Where are you beneath the smile? Where are you beneath the role? Where are you beneath the code switching, beneath the pressure to fit in? Where are you beneath the exhaustion of constantly translating your experience for others?

Where are you, really?

God's question has never been about location. It has always been about relationship. He is inviting us to bring our whole selves into His presence — not just the polished parts, not just the agreeable parts, not just the parts that make everyone comfortable.

Our whole self.

As Psalm 23 women, we follow a Shepherd who leads us beside still waters. Still waters are not places where our voices disappear. They are places where we finally hear them clearly — where God's voice becomes louder than stereotypes and labels, louder than fear, louder than the unspoken biases. And when we hear Him clearly, we remember what has been true all along. We are image bearers. We belong. We have a voice. We were made for the garden.

So I want to leave you not with a question, but with a declaration. God did not prepare a table for you so you could sit at the edge of it apologizing for your presence.

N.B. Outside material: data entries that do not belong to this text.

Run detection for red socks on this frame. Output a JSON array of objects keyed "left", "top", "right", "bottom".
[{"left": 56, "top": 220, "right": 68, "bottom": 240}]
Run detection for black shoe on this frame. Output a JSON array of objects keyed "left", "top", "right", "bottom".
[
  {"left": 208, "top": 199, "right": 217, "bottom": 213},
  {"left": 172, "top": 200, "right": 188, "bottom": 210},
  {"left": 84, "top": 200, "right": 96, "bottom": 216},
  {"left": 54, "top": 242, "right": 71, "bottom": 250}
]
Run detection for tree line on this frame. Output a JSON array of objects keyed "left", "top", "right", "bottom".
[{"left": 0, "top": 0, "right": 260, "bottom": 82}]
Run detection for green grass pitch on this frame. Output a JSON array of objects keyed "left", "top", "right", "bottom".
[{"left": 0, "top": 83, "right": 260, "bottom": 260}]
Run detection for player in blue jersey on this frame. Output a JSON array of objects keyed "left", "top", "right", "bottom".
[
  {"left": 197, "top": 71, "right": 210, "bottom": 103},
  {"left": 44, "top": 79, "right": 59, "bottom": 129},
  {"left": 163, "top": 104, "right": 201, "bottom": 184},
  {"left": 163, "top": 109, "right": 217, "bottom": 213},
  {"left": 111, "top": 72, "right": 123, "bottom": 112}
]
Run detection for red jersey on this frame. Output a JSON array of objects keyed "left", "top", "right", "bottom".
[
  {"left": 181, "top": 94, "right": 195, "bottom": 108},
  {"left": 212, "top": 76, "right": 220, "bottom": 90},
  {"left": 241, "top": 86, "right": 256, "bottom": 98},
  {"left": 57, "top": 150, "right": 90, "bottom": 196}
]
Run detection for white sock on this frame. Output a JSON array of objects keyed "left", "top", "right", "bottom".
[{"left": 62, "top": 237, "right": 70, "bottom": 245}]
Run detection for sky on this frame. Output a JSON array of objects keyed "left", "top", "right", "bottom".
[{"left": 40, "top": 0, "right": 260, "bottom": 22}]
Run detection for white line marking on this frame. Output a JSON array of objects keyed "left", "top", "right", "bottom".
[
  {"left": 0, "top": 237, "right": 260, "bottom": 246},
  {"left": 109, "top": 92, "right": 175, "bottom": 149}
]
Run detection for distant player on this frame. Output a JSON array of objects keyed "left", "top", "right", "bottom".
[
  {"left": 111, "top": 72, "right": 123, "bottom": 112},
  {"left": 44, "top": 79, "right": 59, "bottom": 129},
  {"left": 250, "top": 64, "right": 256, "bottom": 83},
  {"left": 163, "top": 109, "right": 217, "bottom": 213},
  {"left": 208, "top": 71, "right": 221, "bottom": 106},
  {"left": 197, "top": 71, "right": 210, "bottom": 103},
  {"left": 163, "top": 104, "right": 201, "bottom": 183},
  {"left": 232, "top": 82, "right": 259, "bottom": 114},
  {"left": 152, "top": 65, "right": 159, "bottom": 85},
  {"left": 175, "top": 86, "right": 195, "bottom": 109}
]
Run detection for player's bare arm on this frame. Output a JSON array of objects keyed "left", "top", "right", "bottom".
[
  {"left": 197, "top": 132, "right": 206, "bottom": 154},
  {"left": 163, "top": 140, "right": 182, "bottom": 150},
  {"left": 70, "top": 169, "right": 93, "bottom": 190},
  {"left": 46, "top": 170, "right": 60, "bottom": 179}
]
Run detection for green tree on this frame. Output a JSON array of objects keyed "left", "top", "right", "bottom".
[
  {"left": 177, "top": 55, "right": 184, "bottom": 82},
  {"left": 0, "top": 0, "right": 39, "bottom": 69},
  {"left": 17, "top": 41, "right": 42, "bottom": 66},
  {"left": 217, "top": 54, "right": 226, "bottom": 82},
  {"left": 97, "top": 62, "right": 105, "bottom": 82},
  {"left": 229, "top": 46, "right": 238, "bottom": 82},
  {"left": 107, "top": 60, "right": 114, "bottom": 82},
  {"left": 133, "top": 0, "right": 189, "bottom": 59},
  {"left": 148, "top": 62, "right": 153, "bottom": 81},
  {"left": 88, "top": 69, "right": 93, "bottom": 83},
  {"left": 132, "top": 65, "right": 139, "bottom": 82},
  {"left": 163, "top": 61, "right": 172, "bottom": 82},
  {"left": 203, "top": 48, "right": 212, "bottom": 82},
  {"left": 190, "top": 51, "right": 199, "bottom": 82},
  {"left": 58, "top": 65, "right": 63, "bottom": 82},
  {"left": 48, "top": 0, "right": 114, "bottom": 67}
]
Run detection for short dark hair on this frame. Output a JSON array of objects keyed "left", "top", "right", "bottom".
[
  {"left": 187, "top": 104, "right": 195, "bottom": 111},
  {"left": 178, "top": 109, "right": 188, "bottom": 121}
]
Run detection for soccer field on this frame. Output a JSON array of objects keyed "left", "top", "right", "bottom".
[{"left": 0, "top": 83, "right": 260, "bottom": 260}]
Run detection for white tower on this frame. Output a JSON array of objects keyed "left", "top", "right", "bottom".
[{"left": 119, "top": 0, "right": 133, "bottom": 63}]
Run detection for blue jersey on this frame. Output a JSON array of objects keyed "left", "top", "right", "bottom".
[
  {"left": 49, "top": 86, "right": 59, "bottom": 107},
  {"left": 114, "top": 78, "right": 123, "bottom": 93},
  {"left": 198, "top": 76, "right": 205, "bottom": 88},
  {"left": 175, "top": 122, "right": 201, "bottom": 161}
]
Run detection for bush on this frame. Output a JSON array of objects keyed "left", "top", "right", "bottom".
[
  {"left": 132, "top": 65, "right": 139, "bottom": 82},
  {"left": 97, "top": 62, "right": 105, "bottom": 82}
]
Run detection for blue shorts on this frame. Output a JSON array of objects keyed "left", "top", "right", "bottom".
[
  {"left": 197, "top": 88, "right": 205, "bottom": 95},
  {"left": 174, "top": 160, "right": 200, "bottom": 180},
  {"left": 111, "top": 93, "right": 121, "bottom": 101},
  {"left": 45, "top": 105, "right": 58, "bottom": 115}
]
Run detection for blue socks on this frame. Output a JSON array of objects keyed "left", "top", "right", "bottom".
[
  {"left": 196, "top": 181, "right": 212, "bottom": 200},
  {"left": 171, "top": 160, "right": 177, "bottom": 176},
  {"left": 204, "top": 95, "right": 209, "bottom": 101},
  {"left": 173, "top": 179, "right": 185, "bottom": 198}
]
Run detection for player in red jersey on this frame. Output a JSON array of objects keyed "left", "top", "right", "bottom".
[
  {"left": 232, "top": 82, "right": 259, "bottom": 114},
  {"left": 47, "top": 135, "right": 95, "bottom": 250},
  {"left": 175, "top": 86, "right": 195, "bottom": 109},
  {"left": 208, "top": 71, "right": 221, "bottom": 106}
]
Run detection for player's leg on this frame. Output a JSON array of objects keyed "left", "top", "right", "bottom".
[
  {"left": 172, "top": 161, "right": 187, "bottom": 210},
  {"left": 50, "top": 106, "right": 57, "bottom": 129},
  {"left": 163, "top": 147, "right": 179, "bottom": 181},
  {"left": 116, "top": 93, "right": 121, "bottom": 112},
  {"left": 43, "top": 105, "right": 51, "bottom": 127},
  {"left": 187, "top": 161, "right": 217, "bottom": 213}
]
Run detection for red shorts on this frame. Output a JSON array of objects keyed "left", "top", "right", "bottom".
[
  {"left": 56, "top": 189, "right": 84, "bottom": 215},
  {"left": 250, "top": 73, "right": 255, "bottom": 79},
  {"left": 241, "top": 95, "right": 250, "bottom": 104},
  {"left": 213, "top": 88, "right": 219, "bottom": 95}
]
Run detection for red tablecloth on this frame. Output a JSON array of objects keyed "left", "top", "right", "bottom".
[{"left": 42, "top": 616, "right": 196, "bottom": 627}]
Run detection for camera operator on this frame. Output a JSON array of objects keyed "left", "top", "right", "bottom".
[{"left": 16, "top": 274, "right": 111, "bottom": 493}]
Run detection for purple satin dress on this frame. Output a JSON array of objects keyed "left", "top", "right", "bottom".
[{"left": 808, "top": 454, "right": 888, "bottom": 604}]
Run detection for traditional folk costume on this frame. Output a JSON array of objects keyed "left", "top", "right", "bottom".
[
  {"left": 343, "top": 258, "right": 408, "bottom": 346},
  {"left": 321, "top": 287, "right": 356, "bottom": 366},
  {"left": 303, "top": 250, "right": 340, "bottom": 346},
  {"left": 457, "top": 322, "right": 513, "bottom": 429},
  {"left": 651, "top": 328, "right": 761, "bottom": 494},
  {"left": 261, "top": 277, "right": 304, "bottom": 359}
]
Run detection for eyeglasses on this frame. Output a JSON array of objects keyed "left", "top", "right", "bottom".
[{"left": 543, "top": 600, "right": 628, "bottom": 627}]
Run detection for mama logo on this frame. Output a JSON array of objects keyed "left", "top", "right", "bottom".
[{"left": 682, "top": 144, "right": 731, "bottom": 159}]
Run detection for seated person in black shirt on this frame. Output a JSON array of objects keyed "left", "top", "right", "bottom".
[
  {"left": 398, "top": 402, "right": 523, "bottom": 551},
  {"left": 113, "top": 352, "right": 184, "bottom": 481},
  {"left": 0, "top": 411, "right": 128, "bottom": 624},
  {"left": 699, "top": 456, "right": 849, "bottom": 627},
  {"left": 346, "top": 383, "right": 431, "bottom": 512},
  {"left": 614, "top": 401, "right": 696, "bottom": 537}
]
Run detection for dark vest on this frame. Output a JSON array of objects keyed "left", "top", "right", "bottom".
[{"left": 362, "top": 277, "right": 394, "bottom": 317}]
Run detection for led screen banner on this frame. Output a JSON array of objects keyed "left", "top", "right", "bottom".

“Thou preparest a table before me in the presence of mine enemies.”Psalm 23:5

He prepared it. Before you arrived. Before you proved yourself. Before anyone in that room decided whether you were worth the seat. He set your place, put your name on it, and has been waiting for you to come and sit — fully, wholly, unapologetically — in the identity He gave you at creation.

Not the identity shaped by theology that forgot to include you. Not the identity formed in rooms that overlooked you or created an environment that required you to shrink yourself to be accepted — but the one He spoke over you before the foundation of the world.

You are an image bearer. You carry divine purpose. You were built for deep, life-giving relationship with Him. The garden is where you remember who you were created to be.

Garden Living is the theology of return, and A Table Prepared is the community built on it.

Your seat has always been ready. Come home.